Making fuel out of polluted air, using it to power industry, and then taking the emissions from that industry back out of the air to create more fuel – it sounds too good to be true. But while there are a few hurdles to clear, a team led by University of Toronto’s Geoffrey Ozin of the department of chemistry in the Faculty of Arts & Science is getting closer to closing the carbon cycle.
“Carbon dioxide’s so frustrating because it’s the most stable molecule on the planet,” says University Professor Ozin of the climate pollutant that outlives soot, methane and hydrofluorocarbons by a long shot.
“That’s the problem. Anything you burn becomes CO2 and CO2 is really good at staying CO2,” says Ozin, who holds the Canada Research Chair of materials chemistry and nanochemistry.
For the last five years, Ozin has led a multidisciplinary team known as the U of T Solar Fuels Cluster on a quest to develop a process to convert atmospheric CO2 into a renewable fuel. Ozin says his plan for manufacturing the fuel would take as much carbon dioxide out of the atmosphere as burning the fuel would put back in.
The team’s efforts have attracted the attention of major international corporations, and even inspired an exhibit about the process that’s been on display in Germany – a world leader in CO2 reclamation – and more recently in Austria.
The quest to make fuel out of waste carbon isn’t new, but Ozin and his team are the only ones using both the heat and light of the sun to convert CO2, hoping their process will be more efficient than anyone else’s.

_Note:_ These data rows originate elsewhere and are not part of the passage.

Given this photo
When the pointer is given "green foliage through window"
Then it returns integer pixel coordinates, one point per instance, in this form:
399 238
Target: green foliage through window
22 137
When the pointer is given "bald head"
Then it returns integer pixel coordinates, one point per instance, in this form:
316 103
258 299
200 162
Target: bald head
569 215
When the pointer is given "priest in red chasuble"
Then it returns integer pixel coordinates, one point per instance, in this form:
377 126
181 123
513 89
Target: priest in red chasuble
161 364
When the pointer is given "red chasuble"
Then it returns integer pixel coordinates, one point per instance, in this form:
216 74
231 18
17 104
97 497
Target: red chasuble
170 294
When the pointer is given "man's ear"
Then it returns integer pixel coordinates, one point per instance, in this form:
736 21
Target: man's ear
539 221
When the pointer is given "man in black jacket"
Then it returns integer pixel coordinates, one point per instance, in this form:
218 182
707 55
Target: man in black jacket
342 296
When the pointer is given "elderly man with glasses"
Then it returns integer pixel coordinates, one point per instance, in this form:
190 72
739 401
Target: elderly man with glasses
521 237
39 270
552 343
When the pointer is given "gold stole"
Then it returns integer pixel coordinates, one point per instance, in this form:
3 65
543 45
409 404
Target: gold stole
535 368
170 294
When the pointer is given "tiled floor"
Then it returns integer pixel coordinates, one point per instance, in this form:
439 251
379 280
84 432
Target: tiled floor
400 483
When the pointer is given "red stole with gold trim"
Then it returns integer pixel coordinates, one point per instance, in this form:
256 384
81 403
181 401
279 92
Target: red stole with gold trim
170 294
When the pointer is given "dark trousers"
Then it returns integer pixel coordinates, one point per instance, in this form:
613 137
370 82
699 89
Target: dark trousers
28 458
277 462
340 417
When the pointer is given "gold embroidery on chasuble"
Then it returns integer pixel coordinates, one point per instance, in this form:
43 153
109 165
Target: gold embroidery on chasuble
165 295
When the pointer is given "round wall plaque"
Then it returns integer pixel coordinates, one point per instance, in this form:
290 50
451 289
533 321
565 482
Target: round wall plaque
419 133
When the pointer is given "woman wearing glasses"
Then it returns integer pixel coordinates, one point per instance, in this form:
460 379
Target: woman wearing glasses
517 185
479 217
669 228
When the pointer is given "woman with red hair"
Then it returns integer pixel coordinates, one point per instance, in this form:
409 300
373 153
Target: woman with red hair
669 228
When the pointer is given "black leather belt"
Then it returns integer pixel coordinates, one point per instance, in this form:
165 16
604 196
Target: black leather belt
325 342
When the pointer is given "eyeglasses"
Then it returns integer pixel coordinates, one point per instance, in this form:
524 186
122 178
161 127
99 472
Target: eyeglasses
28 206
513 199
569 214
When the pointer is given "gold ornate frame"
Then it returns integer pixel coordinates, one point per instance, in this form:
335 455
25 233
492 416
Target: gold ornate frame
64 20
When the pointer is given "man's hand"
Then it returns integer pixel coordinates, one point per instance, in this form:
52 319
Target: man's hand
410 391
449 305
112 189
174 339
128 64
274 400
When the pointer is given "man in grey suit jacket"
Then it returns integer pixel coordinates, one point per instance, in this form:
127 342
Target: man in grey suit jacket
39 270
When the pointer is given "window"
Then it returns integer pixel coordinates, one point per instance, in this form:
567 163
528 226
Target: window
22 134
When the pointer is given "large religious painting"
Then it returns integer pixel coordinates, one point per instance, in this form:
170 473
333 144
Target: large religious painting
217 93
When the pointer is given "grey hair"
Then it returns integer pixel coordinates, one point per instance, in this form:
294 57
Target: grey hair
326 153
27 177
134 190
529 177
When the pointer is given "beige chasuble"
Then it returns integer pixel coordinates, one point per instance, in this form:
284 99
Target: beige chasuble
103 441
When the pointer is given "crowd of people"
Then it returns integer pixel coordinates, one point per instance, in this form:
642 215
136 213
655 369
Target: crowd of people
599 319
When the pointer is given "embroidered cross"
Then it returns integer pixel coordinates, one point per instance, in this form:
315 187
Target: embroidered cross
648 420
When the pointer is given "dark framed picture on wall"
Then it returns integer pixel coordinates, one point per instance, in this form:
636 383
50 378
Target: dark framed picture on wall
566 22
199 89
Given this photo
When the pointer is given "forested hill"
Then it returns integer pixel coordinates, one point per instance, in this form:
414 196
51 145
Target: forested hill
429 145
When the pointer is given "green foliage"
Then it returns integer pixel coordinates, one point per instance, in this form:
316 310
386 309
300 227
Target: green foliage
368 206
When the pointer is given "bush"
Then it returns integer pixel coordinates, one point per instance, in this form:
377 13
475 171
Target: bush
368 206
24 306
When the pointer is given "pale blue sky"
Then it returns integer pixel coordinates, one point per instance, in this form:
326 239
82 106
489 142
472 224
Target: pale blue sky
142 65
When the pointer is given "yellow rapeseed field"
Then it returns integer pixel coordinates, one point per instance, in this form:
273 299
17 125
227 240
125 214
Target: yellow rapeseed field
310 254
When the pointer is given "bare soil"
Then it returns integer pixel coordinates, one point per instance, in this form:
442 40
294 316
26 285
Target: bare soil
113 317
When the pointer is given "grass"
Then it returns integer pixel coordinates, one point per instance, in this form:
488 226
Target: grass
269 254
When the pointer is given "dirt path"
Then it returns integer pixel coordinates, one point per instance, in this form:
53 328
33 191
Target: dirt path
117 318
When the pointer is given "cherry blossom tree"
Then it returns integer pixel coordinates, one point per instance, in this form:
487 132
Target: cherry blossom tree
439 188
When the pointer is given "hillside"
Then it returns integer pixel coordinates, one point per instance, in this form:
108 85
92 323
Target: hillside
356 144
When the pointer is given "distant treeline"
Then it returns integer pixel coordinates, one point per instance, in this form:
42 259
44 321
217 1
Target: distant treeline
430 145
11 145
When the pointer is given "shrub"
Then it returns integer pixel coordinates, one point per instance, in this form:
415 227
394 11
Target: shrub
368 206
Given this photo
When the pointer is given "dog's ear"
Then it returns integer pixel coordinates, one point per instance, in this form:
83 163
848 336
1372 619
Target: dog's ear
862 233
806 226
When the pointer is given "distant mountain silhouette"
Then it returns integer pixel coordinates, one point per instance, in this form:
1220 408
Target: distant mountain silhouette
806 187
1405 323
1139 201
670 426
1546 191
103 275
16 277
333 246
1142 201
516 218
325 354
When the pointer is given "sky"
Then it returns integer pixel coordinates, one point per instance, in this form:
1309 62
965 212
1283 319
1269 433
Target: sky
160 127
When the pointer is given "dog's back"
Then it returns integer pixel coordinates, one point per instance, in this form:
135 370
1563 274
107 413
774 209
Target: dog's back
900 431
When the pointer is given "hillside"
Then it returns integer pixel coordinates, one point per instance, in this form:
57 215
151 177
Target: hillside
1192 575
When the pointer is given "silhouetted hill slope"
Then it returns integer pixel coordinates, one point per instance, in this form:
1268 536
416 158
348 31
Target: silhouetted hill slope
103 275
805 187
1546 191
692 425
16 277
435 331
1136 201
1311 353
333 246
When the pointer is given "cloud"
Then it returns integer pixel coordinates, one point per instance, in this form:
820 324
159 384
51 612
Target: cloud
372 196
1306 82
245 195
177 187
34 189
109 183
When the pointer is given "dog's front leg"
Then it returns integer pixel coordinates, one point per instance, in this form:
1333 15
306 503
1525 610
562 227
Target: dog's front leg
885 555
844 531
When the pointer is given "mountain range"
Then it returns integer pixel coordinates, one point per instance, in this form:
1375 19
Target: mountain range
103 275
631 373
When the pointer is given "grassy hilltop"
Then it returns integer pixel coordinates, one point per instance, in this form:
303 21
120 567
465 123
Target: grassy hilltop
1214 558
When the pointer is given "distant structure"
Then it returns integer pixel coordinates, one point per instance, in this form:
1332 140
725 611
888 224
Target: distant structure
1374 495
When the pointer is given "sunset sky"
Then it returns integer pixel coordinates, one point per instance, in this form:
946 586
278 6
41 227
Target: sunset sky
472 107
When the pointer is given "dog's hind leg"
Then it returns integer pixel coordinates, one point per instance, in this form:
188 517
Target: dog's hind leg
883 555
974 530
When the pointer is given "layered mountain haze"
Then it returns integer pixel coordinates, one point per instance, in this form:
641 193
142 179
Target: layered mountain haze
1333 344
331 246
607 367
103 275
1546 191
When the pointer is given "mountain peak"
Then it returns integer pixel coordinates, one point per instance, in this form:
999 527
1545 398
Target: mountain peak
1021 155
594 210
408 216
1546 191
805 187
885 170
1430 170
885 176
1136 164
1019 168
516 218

Recently, Ozin’s work caught the eye of the director of the Center for Art and Media in Karlsruhe, Germany, which specializes in multimedia exhibits at the confluence of art and science. The result was a vivid diorama depicting Ozin’s vision that has met with acclaim in Karlsruhe and will open in December at Austria’s Museum of Applied Arts in Vienna.
It is not the first time Ozin’s research has been immortalized in art. In 2011, American artist Todd Siler began creating multimetre-tall abstract sculptures of Ozin’s nano-structures, showing them in such places as the Armory Show, New York City’s premier art fair.
“There were human-sized nano rods, sheets, self-assembly, applications in energy, climate change,” says Ozin. “I lost my voice by the end of the week explaining it to all the visitors. We got two main comments: ‘I like the colours’ and ‘What the hell does it all mean?’”
Ozin is currently working with a dozen U of T fourth-year chemical engineering students to design and build a pilot-scale version of his laboratory demonstration ‘solar refinery’ connected to U of T’s physical plant.
“There are different ways of doing this and maybe different methods will be more useful in some parts of the world than others,” says Ozin. “Some places have more wind, some places are sunnier, some have more water,” he says. “Everybody’s pushing their method to valorize CO2 capture and conversion and when the public sees someone holding a gallon of gasoline that’s been pulled out of thin air, that’s going to shake them up.
“If you want to do this on a gigaton-scale, the way that we’re doing it is the way to go.”
Ozin says all of this is a way to make the catalysts more efficient. “If we can be half a per cent more efficient than everyone else, that’s a big deal when you’re dealing in hundreds of millions of tons,” he says. “If you can drive it all through sunlight, that’s new. And if you can drive the surface reaction chemistry through light, that’s our contribution.”